Medium-Leverage Optimizations

Once the high-leverage work is done, several medium-return optimizations compound the gains.

Response Payload Sizing

Every byte in a response must be serialized, transmitted, and deserialized. API endpoints that return more data than the client needs waste time on all three. I audit response payloads for unused fields and provide field selection on endpoints that return large objects.

A search result that includes the full verse text, all metadata fields, and embedded cross-references might be 2KB per result × 20 results = 40KB. If the client only needs the verse reference and first 100 characters for a list view, a field-selected response might be 200 bytes per result × 20 results = 4KB — 10× smaller, 10× faster to serialize and transmit.
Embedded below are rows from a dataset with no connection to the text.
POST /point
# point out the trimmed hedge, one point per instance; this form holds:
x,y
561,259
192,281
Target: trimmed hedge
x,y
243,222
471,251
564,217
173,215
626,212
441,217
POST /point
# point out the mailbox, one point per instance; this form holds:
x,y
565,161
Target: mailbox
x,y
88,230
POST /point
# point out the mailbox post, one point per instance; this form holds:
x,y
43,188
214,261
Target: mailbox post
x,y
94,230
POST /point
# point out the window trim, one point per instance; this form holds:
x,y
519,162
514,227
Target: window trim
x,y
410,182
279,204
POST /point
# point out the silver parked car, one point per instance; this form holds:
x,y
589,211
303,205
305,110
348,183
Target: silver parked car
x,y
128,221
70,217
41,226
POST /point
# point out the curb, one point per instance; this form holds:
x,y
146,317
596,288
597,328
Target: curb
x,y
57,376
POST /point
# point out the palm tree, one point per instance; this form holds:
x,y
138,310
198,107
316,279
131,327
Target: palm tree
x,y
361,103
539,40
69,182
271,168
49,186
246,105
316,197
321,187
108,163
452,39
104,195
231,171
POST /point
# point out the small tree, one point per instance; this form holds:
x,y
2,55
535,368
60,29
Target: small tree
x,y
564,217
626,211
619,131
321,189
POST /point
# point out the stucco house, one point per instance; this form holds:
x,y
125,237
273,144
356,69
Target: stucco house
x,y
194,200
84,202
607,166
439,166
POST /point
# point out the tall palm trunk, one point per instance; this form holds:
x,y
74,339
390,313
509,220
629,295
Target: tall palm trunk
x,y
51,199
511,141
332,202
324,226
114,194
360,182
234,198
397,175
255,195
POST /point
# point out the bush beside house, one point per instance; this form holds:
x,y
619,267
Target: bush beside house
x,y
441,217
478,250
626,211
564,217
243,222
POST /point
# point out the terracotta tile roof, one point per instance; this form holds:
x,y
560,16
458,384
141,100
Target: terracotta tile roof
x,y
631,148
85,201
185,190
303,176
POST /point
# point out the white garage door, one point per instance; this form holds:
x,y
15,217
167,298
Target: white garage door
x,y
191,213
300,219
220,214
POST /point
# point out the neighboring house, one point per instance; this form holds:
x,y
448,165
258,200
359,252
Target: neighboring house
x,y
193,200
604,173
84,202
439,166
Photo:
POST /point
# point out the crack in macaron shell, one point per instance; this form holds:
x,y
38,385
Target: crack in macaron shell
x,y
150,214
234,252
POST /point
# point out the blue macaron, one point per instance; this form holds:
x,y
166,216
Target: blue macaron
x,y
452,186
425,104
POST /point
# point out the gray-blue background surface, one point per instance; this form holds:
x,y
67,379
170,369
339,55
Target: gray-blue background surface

This is not premature optimization — it is designing the API to send what is asked for, not everything available.

Database Query Optimization

Slow queries are a latency spike source that is easy to miss when it is rare. A query that takes 4ms 99% of the time and 800ms 1% of the time will not show up in your p50 but will dominate your p99.

I run pg_stat_statements in production and review the top 20 slowest queries weekly. The most common patterns I fix:

Missing index on a filter column. A query filtering by user_id on a table with millions of rows does a sequential scan without an index. Adding the index turns an 800ms query into a 2ms query.

N+1 queries. Fetching a list of study notes and then fetching the tag for each note individually produces N+1 queries where one join would do. This shows up in the trace as many fast queries in sequence with total time larger than any individual query.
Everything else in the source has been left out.